2. **Never assume the reader knows any abbreviation.** On first use: full name + one-sentence explanation. E.g., "HNSW (Hierarchical Navigable Small World — a graph-based ANN index used as LEANN's default backend)."
3. **Benchmark results must include full context.** Not "recall improved to 0.95" — write "recall@10 improved from 0.91 to 0.95 after switching from flat chunking (512 tokens, no overlap) to AST-aware chunking (function-level splits with 64-token overlap)."
4. **Numbers must have reference points.** Not "build time: 12s" — write "build time: 12s (vs. 45s before incremental update support, on 10k-document corpus)."
5. **Include the causal chain — not just conclusions.** Not "duplicate chunks appeared after incremental build" — write "Duplicate chunks appeared after incremental build because `passages.jsonl` was appended without first removing stale entries for modified files.
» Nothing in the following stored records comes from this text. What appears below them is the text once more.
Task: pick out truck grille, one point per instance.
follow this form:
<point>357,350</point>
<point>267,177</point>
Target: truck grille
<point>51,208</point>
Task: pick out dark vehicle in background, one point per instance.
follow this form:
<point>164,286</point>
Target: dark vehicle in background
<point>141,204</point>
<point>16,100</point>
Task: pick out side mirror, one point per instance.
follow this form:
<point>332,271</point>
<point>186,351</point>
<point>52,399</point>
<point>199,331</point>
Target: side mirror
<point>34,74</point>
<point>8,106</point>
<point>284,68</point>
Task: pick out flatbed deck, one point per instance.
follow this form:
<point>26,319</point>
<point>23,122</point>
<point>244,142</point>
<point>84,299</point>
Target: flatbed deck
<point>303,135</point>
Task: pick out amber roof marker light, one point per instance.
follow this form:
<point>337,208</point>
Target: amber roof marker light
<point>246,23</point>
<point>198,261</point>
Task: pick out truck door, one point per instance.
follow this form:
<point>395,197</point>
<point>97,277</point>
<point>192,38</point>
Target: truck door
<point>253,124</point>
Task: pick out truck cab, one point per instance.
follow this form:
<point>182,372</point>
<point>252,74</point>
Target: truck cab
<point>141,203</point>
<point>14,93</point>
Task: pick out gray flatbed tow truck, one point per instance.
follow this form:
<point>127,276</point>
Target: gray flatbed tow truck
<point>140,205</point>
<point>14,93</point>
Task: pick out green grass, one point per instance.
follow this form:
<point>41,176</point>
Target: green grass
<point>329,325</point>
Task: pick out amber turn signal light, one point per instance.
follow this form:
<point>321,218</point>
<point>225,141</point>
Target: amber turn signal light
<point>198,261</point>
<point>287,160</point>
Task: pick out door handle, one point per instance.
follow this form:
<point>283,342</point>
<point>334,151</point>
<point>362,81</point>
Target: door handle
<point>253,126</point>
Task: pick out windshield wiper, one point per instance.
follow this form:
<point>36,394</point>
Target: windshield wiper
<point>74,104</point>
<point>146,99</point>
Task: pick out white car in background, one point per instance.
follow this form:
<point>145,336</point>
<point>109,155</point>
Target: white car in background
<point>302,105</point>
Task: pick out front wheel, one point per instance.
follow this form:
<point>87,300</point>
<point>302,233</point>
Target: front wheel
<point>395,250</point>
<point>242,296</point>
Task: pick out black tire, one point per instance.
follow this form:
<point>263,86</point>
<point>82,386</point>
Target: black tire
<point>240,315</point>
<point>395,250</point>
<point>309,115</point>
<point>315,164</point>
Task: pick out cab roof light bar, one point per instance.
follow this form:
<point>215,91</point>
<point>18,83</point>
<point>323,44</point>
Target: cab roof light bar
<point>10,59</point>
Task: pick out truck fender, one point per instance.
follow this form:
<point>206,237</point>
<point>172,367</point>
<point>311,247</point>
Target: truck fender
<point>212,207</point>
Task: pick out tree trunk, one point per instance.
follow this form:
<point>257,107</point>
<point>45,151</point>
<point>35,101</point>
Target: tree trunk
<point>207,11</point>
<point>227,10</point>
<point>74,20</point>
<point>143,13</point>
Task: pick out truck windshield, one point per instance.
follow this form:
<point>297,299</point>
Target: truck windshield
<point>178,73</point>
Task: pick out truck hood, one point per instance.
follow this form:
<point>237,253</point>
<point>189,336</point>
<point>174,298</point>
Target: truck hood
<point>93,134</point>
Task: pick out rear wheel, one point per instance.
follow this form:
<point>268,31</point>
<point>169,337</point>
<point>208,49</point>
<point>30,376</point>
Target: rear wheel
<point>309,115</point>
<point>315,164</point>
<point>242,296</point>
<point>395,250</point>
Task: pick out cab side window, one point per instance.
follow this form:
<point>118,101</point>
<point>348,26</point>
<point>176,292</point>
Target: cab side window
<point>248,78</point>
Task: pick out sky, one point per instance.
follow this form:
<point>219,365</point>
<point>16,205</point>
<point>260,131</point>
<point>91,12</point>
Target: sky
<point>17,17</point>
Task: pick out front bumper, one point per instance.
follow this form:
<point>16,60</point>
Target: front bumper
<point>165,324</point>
The IVF index had correct vectors (remove-then-add), but the passage store was append-only, causing the same text to appear at multiple offsets."
6. **`docs/dev/STATES.md` top section maintains a glossary** of all key terms (backends, index files, chunking strategies, embedding models). Other docs reference it at the top.

Bad examples (forbidden):
- "Fixed the chunking bug" → Which bug? What was the symptom? What was the root cause?
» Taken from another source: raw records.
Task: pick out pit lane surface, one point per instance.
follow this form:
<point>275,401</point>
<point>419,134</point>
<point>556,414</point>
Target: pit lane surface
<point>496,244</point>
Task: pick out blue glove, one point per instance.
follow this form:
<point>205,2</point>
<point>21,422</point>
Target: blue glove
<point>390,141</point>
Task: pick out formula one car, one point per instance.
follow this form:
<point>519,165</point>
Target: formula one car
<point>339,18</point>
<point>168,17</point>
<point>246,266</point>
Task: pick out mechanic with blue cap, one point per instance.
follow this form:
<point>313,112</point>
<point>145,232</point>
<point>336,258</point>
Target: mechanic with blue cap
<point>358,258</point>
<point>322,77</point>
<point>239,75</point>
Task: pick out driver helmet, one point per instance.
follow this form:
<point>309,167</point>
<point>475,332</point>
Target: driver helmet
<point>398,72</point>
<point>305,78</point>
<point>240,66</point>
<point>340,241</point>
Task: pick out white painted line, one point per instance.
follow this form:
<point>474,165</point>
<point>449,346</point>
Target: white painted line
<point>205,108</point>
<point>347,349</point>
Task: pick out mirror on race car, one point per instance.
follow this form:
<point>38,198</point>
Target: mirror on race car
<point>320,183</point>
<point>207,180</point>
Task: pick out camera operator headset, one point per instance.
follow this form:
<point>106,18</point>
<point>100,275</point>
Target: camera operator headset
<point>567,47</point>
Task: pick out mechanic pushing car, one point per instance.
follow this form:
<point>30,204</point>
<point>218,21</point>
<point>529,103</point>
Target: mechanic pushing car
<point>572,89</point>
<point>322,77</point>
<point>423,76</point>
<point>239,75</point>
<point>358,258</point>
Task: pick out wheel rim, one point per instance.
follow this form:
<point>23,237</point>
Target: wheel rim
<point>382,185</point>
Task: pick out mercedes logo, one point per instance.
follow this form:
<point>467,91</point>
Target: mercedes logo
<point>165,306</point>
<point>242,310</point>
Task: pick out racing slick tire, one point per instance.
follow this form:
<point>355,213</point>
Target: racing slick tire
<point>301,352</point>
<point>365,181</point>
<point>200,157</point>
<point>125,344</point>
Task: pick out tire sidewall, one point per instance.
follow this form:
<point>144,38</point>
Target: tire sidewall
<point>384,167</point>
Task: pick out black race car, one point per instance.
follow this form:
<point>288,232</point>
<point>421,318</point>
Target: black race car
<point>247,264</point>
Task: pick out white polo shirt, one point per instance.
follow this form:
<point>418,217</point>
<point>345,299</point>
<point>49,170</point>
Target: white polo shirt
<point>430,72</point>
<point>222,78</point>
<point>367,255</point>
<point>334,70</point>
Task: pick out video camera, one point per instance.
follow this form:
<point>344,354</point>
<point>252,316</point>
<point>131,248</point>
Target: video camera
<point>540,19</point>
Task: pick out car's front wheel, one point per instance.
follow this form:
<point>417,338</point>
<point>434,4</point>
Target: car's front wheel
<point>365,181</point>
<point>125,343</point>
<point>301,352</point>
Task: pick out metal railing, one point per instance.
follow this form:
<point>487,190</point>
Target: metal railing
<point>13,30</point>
- "Improved search quality" → By what metric? From what baseline? What change caused it?
- "Used nprobe=32" → What is nprobe? Why 32? What was it before and what effect did the change have?

## Doc Maintenance
- Maintain `docs/dev/PROGRESS.md` — completed work only (with key script/log/config paths). No plans.
- Maintain `docs/dev/TODO.md` — incomplete/in-progress/next-steps only (aim for one-command reproducibility). When done: remove from TODO, write result to PROGRESS, update STATES/EXPERIMENTS if needed.
- Both files: **append-only, chronological order** (oldest first). Use `tail -n 80 docs/dev/PROGRESS.md` to read recent entries; increase range or grep by date/keyword if needed.
- Keep TODO clean — either do items or remove them. Ask the user when unsure how to handle a TODO item.
- Maintain `docs/dev/STATES.md` — tracks all currently useful state (index configs, backend choices, known limitations); does NOT grow indefinitely (delete stale entries).
- Maintain `docs/dev/EXPERIMENTS.md` — benchmarks, A/B comparisons, parameter sweeps (recall@k, latency, storage size). Experimental content goes here, not in STATES.md.

## Commits
Commit when: (1) a complete feature is finished and tested, or (2) a destructive change is unavoidable.
```bash
git add <specific files>
git commit -m “feat: ...” # follow conventional commits
```
- When correcting errors: fix directly with no trace of the error.
- If you write a correct new version of a file, delete the wrong version. No duplicate implementations.